29
diciembre 2019
Terrorismo
Pilar Rahola
Pilar Rahola
La
banalización del terrorismo perpetrada por múltiples voces del Estado –de
jueces a fiscales, de políticos a periodistas- para atacar al independentismo
ha vuelto a quedar en evidencia, esta vez a raíz de la puesta en libertad de
los CDR detenidos en septiembre.
Una
vez más, y negada toda voluntad de resolver el conflicto catalán a través de
las vías políticas, el todo vale para defender la unidad de España se ha
impuesto más allá de la responsabilidad y de la cultura democrática. Y así, por
la vía de intentar frenar al independentismo “por lo legal o por lo criminal”,
que diría el ínclito vocero de las cloacas, los defensores de la unidad patria
han minimizado, manoseado y abusado de algo que nunca debería ser munición de
combate político: la grave lacra del terrorismo. Si hubo un tiempo en que todo
era ETA, ahora todo es terrorismo, hasta el punto de que ha habido líderes que
han asegurado que lo de Catalunya era peor que lo de Euskadi en los años
negros. Es decir, lo mismo poner urnas que matar a 800 personas, y de ahí a
convertir la desobediencia en violencia y las acciones de protesta en
terrorismo no quedaba ningún paso. Lo peor es que ese uso irresponsable del
terrorismo, para criminalizar la protesta independentista, se ha hecho a pleno
pulmón y con plena conciencia, estresando los límites legales, amparados por la
impunidad de un pensamiento crítico que, respecto a Catalunya, ha desaparecido
en España. Como dicen que espetó un conocido líder socialista, entre salvar la
democracia y salvar la unidad, “salvemos la unidad, y luego ya arreglaremos la
democracia”. Es la estrategia del ganar tiempo por la vía del desgaste que
Sunzi verbalizó en su famoso El
arte de la guerra: “Cansa a los enemigos manteniéndolos ocupados y no
dejándolos respirar”. Y así fue como, a las puertas de conocer las sentencias
contra los líderes catalanes, y con los nervios a flor de piel, se armó una
descomunal causa del terrorismo contra unos CDR, a pesar de que la falta de
evidencias era igualmente descomunal.
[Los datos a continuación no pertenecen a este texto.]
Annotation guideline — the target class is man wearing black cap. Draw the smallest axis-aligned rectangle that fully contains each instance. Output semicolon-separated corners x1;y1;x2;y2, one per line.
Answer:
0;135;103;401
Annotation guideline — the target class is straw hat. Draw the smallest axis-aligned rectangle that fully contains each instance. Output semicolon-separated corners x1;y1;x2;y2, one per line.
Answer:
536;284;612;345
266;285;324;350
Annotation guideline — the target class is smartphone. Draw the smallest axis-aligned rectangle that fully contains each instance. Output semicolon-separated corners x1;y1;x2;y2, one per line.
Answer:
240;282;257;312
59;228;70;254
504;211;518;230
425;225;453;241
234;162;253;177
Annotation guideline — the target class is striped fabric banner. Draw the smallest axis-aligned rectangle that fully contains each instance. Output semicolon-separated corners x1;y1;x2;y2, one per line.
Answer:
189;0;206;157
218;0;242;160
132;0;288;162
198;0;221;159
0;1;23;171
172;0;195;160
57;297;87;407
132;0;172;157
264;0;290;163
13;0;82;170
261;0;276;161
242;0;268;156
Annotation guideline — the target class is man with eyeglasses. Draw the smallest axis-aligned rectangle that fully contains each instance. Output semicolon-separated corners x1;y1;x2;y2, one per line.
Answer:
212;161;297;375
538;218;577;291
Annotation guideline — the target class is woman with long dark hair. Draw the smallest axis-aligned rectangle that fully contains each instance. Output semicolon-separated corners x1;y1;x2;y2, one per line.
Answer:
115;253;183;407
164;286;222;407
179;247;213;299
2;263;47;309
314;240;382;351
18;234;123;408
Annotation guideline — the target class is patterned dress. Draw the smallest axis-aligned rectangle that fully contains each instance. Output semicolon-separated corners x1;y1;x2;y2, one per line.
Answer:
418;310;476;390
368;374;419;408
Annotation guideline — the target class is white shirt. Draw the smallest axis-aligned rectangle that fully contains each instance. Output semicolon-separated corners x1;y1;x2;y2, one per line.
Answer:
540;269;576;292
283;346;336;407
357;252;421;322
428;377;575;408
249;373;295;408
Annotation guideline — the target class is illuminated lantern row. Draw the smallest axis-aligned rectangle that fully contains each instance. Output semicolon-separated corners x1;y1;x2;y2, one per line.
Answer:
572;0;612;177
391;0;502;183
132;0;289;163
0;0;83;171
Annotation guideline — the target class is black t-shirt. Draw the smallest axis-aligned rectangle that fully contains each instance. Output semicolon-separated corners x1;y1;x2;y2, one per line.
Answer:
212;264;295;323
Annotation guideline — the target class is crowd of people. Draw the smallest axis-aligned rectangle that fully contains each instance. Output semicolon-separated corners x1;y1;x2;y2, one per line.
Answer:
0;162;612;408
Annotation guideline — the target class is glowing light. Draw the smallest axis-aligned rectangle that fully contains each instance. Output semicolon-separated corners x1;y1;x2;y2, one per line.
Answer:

Pero el mecanismo ya estaba montado: los
CDR no eran pueblo indignado, sino terroristas en ciernes; el president Torra,
que defendía sus protestas, un apologista de la violencia; y si el president
defendía a los CDR y representaba a un Govern independentista, blanco y en
botella, todo el independentismo caía en el saco de la sospecha violenta. Un
burdo montaje que, a pesar de su inconsistencia, sirvió para “cansarnos y
mantenernos ocupados”. Es lo dicho, “ya arreglaremos después la democracia”.